Le processus menant à la déprise
Une nouvelle étape doit absolument advenir: celle de la prise de conscience. Quand un pas supplémentaire est franchi, le seuil de tolérance atteint, la loyauté envers le bourreau s’amoindrit. La réalité affligeante dans laquelle évolue l’emprisé (e) devient dérangeante. S’éveille le désir d’une vie propre à soi dont il – elle s’est coupé (e) et dont il – elle ressent le manque. Un regard, une parole amie tentent d’éclairer, et cette fois il – elle les entend. Un changement salvateur de point de vue s’opère. Une faille dans le système bien huilé qui fonctionnait sans contrôle.
Ensuite, il faudra se convaincre que l’on ne peut rien changer à la situation.
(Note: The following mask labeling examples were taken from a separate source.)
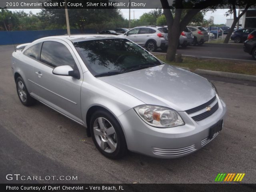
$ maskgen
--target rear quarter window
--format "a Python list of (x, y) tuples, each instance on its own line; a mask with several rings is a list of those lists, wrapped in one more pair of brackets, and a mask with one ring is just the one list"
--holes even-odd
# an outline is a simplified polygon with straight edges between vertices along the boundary
[(207, 31), (206, 29), (204, 28), (204, 27), (198, 27), (198, 29), (202, 31)]
[(30, 47), (24, 52), (24, 54), (33, 59), (37, 59), (40, 44), (38, 43)]

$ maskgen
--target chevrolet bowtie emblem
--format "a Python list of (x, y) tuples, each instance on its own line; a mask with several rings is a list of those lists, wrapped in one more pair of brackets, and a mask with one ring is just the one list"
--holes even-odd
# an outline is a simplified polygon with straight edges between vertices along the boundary
[(212, 109), (210, 106), (208, 106), (206, 107), (206, 111), (210, 111)]

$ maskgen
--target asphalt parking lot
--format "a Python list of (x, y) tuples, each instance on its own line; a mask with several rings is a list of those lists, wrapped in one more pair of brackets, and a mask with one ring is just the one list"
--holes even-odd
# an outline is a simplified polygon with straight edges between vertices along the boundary
[[(252, 56), (244, 51), (243, 44), (207, 43), (202, 46), (180, 48), (177, 53), (196, 57), (211, 57), (254, 60)], [(158, 52), (166, 52), (159, 49)]]
[[(13, 50), (0, 46), (0, 183), (214, 183), (220, 172), (245, 173), (242, 183), (255, 182), (255, 83), (212, 79), (228, 112), (223, 130), (200, 150), (178, 159), (130, 152), (113, 160), (98, 152), (84, 127), (40, 103), (21, 104), (10, 68)], [(8, 181), (7, 174), (78, 180)]]

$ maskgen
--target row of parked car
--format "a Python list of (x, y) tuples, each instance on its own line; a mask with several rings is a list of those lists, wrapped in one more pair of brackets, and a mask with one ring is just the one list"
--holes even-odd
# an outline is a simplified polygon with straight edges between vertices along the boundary
[[(223, 26), (223, 30), (226, 28)], [(220, 31), (218, 31), (219, 30)], [(209, 38), (218, 37), (224, 34), (220, 27), (212, 27), (207, 29), (200, 26), (188, 26), (180, 36), (178, 46), (185, 48), (189, 45), (202, 45)], [(209, 32), (208, 31), (210, 31)], [(215, 33), (217, 31), (217, 33)], [(99, 33), (120, 35), (145, 47), (150, 52), (158, 48), (166, 50), (168, 46), (168, 29), (166, 26), (140, 26), (132, 29), (118, 28), (116, 30), (104, 30)], [(239, 29), (233, 32), (231, 39), (235, 42), (245, 42), (244, 50), (256, 60), (256, 30), (255, 29)]]
[(256, 60), (256, 30), (254, 29), (248, 34), (247, 38), (244, 44), (244, 51), (249, 53)]
[[(140, 26), (130, 30), (119, 28), (115, 31), (104, 30), (99, 33), (122, 36), (146, 48), (148, 51), (155, 51), (158, 48), (166, 50), (168, 46), (168, 28), (166, 26)], [(212, 35), (212, 36), (213, 35)], [(202, 45), (209, 38), (209, 34), (206, 29), (200, 26), (188, 26), (180, 36), (178, 46), (186, 48), (189, 45)]]

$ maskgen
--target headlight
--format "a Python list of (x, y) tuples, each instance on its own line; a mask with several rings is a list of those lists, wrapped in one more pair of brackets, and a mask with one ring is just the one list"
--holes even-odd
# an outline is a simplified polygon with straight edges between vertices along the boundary
[(168, 108), (145, 105), (134, 109), (142, 120), (152, 126), (167, 128), (185, 124), (176, 111)]
[(218, 92), (218, 91), (217, 90), (217, 88), (216, 88), (216, 87), (213, 84), (213, 83), (212, 83), (212, 82), (210, 81), (209, 80), (208, 80), (208, 81), (209, 81), (209, 82), (212, 86), (212, 88), (215, 90), (215, 92), (216, 92), (217, 94), (218, 94), (218, 95), (219, 93)]

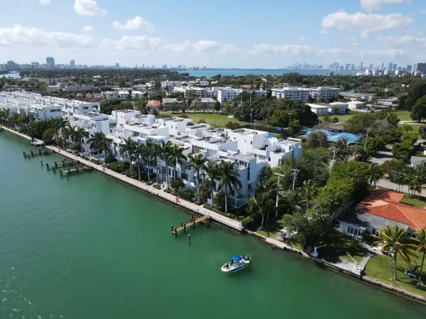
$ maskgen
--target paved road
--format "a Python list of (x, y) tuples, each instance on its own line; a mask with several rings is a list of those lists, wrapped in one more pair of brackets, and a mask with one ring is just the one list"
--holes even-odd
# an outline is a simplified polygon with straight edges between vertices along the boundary
[[(398, 184), (385, 180), (380, 180), (377, 185), (383, 187), (383, 188), (388, 188), (393, 190), (396, 190), (398, 186)], [(400, 190), (403, 193), (408, 193), (408, 187), (406, 185), (403, 186), (402, 188), (400, 188)], [(426, 190), (422, 189), (422, 193), (420, 193), (420, 196), (426, 197)]]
On a été pris dans un lien pathologique mené par une personnalité incapable de se remettre en cause, incapable d’empathie, et de changement. La pulsion de vie revenue, le désir de s’émanciper de l’assujettissement sera impérieux.
Après la sortie d’emprise, la reconstruction de soi
Quitter ce lien pathologique nécessite une reconstruction. Réfléchir aux causes ayant mené à l’emprise permet de diminuer le risque de la reproduire.
Se reconstruire est retrouver son autonomie psychique, se replacer au centre de sa vie émotionnelle, cultiver son intériorité, recontacter son énergie vitale pour faire des choix conformes à qui on est. C ‘est un cheminement initiatique. On doit déconstruire ce qui nous a mené à notre perte, sans chercher à revenir en arrière. « Se défaire d’une emprise, c’est entamer un processus de lente transformation. On ne sera plus la même personne. » (3)
Le contexte sociétal favorise les situations d’emprise
Les relations d’emprise augmentent en nombre et les dégâts humains qu’elle génère sont immenses. Les fragilités narcissiques se révèlent dans un monde où règnent les injonctions à être fort et à tout réussir, dans des contextes sociaux, au contraire, de grande précarité. « Par les paradoxes qu’elle entretient, notre société génère une précarité psychologique, qui elle-même favorise les phénomènes d’emprise, dans les entreprises comme dans les comportements privés.’'(4)
Les valeurs relationnelles
L’expérience de l’emprise conduit à s’interroger sur les valeurs à mettre en oeuvre dans nos relations: réciprocité dans les échanges, respect de l’Alter, de ce qui est différent chez l’autre: « Ne doit pas nous échapper, à tout moment, la conscience que l’autre possède une part profonde, son être même, inaccessible. »(5) Au contraire de la relation d’emprise, qui est une négation de l’altérité.
Ensuite on reprendra sa route pour parvenir à créer un rapport d’amour réciproque et sain.

 

Lexique:

Empriseur: celui qui met autrui sous emprise. Appelé aussi manipulateur, ou dominant.
Emprisé: celui qui est sous emprise d’autrui. Appelé aussi victime de l’emprise, ou assujetti.

Citations (1) (2) (3) (4) (5)
Geneviève Abrial: Les sortilèges de l’emprise, Editions Eyrolles, parution en février 2025.